Fraud Is Now a Weekly Reality for Enterprises, Trustmi Warns in 2025 Report
Fraud isn’t just knocking on the door anymore—it’s barging right in. According to Trustmi’s newly released 2025 Socially Engineered Fraud & Risk Report, a staggering 83.6% of enterprises endured at least one fraud attempt in the past year, and many paid dearly for it. Nearly half of those who reported losses saw a single incident cost more than $500,000, while one in four said the damage exceeded $1 million.
The report, based on a survey of 525 finance and cybersecurity leaders from enterprises with $1 billion or more in revenue, paints a stark picture: social engineering fraud is no longer a rare event but an operational constant. In fact, nearly one in six enterprises now faces attempted fraud weekly.
AI Supercharges Fraud, Enterprises Struggle to Keep Pace
Trustmi CEO and Co-Founder Shai Gabay didn’t mince words: “GenAI has weaponized fraud into a coordinated business attack.” These aren’t just phishing emails from the shadows—they’re multi-step campaigns exploiting both technological loopholes and organizational blind spots.
Attackers are getting smarter, blending into workflows, hopping across systems, and playing finance teams against security teams. And enterprises? Too many still operate in silos.
- 34.4% of surveyed leaders admitted that gaps between finance and security contributed to a recent fraud or near miss.
- Only 27% said fraud prevention is jointly owned by both teams, leaving the majority stuck in a blame game about who’s really in charge.
When Controls Fail, the Bill Comes Due
The report also highlights that fraudsters are routinely blowing past the very safeguards designed to stop them. In 88% of major fraud cases, at least one critical control failed—and often, several did.
The weakest links:
- Email and messaging security (44.6% failure rate)
- Employee security awareness training (32.2%)
- Third-party vendor compromises (31.6%)
- Detection and escalation processes (27.85%)
- Bank account validation tools (26.5%)
And let’s not forget the human factor: 46% of incidents came down to plain old human error. Fraudsters know that while systems may be hardened, people are still persuadable.
Why This Matters
The Trustmi report lands at a time when enterprises are already grappling with rising cyber insurance costs, tighter regulatory expectations, and a flood of GenAI-driven attacks. Rivals like Abnormal Security and Proofpoint have flagged similar trends: the battleground is no longer purely technical—it’s organizational.

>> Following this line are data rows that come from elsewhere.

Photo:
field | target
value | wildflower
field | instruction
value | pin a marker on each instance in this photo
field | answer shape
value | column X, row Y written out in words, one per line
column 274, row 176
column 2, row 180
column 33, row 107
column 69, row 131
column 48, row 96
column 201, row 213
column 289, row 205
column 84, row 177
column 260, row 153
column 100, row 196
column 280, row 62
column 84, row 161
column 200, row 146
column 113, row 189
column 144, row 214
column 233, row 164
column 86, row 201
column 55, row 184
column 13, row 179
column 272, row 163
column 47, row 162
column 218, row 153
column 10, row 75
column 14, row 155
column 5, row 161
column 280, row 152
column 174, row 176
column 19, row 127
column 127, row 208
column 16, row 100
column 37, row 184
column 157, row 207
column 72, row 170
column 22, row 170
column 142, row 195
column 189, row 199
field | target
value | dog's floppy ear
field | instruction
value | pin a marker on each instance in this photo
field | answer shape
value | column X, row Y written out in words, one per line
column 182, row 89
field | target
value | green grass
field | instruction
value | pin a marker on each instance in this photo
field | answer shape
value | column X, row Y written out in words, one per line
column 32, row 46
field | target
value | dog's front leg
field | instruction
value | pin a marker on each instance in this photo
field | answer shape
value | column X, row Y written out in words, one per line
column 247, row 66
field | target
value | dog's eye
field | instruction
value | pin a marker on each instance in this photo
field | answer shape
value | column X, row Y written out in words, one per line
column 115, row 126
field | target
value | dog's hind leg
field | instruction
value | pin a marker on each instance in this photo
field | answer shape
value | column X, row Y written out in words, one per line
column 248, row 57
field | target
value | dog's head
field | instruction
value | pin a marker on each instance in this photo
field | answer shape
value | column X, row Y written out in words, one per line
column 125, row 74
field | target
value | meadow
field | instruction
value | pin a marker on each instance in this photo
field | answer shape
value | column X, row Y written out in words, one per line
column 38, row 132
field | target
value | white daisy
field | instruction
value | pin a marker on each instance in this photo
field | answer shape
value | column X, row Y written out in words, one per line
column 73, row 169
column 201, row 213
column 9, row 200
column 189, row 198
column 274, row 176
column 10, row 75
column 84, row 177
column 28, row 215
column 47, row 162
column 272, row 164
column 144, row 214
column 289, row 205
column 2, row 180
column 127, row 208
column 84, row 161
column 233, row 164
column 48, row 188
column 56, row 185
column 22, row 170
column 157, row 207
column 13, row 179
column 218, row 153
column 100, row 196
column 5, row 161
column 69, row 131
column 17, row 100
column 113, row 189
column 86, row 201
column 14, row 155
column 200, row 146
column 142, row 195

For big enterprises, the price of complacency is no longer theoretical. Fraud is evolving into a chronic operating expense, and silos between finance and security are making the check much larger than it needs to be.
The Way Forward
Trustmi’s prescription boils down to four priorities:
- Unify ownership of fraud prevention between finance and security.
- Deploy cross-platform detection instead of isolated tools.
- Build defenses resilient to GenAI-enhanced fraud.
- Track total fraud impact—including compliance, operational disruption, and reputational harm—not just direct losses.
The takeaway? Enterprises can no longer afford to treat fraud as someone else’s problem or a once-a-year fire drill. It’s weekly, it’s adaptive, and it’s expensive. The silos have to fall—or the losses will keep climbing.